Pseudospectral method for solving PDEs using Matrix Product States
Jorge Gidi, Paula García-Molina, Luca Tagliacozzo, Juan José García-Ripoll
TL;DR
This work develops a pseudospectral approach for time-dependent PDEs by extending Hermite DAFs (HDAF) to matrix product states (MPS), enabling efficient matrix product operator (MPO) representations of derivatives and propagators. It introduces a suite of quantum-inspired time-evolution schemes (explicit/implicit Runge-Kutta, restarted Arnoldi, split-step) and benchmarks them on quantum-quench problems, including harmonic expansion and a double-well potential. The results show that HDAF-MPS can surpass finite-difference methods in accuracy at comparable cost and, due to exponential memory compression, accommodates much larger discretizations than vector-based approaches, with the split-step method delivering the best balance of speed and precision.
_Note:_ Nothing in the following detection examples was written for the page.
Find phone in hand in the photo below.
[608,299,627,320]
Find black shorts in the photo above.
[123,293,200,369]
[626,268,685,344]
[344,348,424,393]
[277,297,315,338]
The findings underline the practicality of quantum-inspired, tensor-network-based solvers for high-dimensional, long-time PDE simulations and point to scalable extensions to more complex systems.
Abstract
This research focuses on solving time-dependent partial differential equations (PDEs), in particular the time-dependent Schrödinger equation, using matrix product states (MPS). We propose an extension of Hermite Distributed Approximating Functionals (HDAF) to MPS, a highly accurate pseudospectral method for approximating functions of derivatives. Integrating HDAF into an MPS finite precision algebra, we test four types of quantum-inspired algorithms for time evolution: explicit Runge-Kutta methods, Crank-Nicolson method, explicitly restarted Arnoli iteration and split-step. The benchmark problem is the expansion of a particle in a quantum quench, characterized by a rapid increase in space requirements, where HDAF surpasses traditional finite difference methods in accuracy with a comparable cost. Moreover, the efficient HDAF approximation to the free propagator avoids the need for Fourier transforms in split-step methods, significantly enhancing their performance with an improved balance in cost and accuracy. Both approaches exhibit similar error scaling and run times compared to FFT vector methods; however, MPS offer an exponential advantage in memory, overcoming vector limitations to enable larger discretizations and expansions. Finally, the MPS HDAF split-step method successfully reproduces the physical behavior of a particle expansion in a double-well potential, demonstrating viability for actual research scenarios.